The RADIS code was developed for the characterization of plasmas, flames and atmospheres. High-temperature spectral calculations require to resolve the shape of tens of millions of lines, which is the usual performance bottleneck. RADIS implements a new algorithm to compute these lineshapes, and is already one of the fastest line-by-line spectral codes available. It can also compute many different types of spectra (absorption / emission / equilibrium / nonequilibrium). In a typical calculation, a database of coefficients is loaded and these coefficients are multiplied according to physics laws to generate a set of line strengths in a spectrum. RADIS can also handle different molecular databases such as HITRAN, HITEMP, EXOMOL, and GEISA.
With more and more lines added to the databases, some files grew considerably in size. To be as fast as possible, RADIS convert compressed databases into the HDF5 format. This conversion also increases the size of the files which can take hours to be written in the hard drive (2-3 hours for HITEMP CO2 in its 2025 version). The objective of this project is to accelerate the parsing to HDF5 files.
Engage with the community on 💬 RADIS Slack
Have set up a development environment, be familiar with open-source tools (GitHub / Git / Tests) and RADIS architecture
Based on the demonstration of @dcmvdbekerom, implement a C++ new parsing algorithm in RADIS. The demonstration can be found here, which includes a detailed explanation and code examples.
Add documentation and example. Add tests against other spectral codes.
Propose a solution to save several HDF5 files instead of a large one in .radisdb.

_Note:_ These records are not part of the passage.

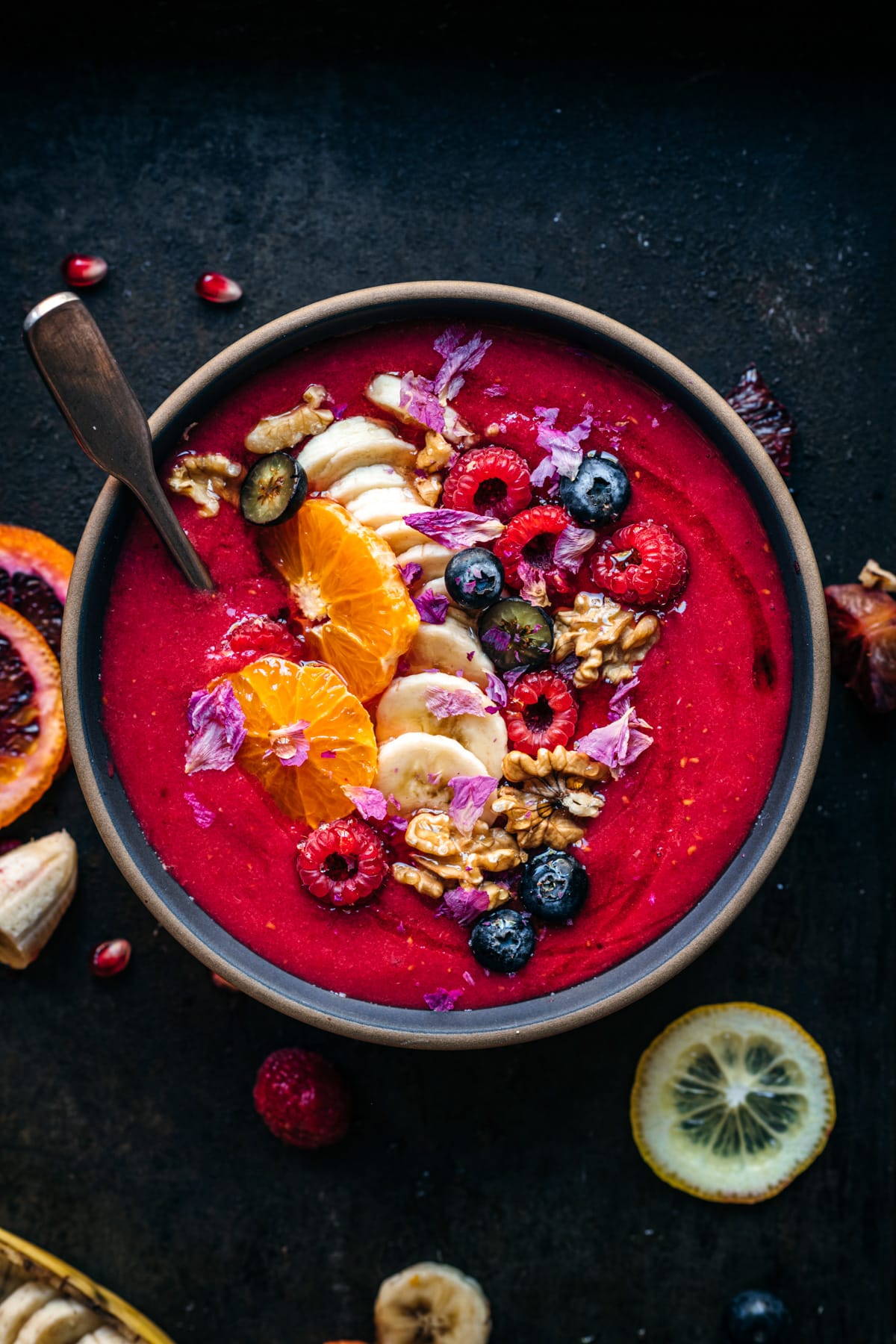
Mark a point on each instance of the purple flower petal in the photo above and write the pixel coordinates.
(370, 803)
(218, 727)
(447, 705)
(470, 793)
(289, 744)
(571, 546)
(410, 573)
(496, 688)
(442, 1001)
(464, 905)
(203, 816)
(454, 527)
(432, 606)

For example, save 10 files of 7 GB each instead of a single 70-GB file for HITEMP CO2
Write a review of current bottleneck in 1/ the parsing and 2/ the computation of spectra. This bottleneck review should be uploaded on the documentation, with working examples for small (~1 cm-1) and large (~100 cm-1) spectra. See this example: https://github.com/radis/radis/issues/685
Tackle some of the bottleneck by either modifying the code, leveraging numba, or writing a C++ code.
Document architecture and developer guide when facing unclear points that may appear.
Review pull requests from other RADIS contributors
Although this project is devoted to CPU computation, the interested contributor can also contribute to the resolution of GPU bottlenecks. For instance: in a GPU computation, the database first needs to be copied to a host buffer (i.e. CPU side), a so called ‘staging buffer’. After that, the database can be copied to the GPU. For integrated GPU’s, i.e. when the GPU is part of the CPU chip (like most Intel and AMD processors), the CPU and GPU memory is shared. Ideally, the database would directly be loaded into the staging buffer to prevent copying the same database 3 times (1: regular load, 2: staging buffer, 3: GPU buffer).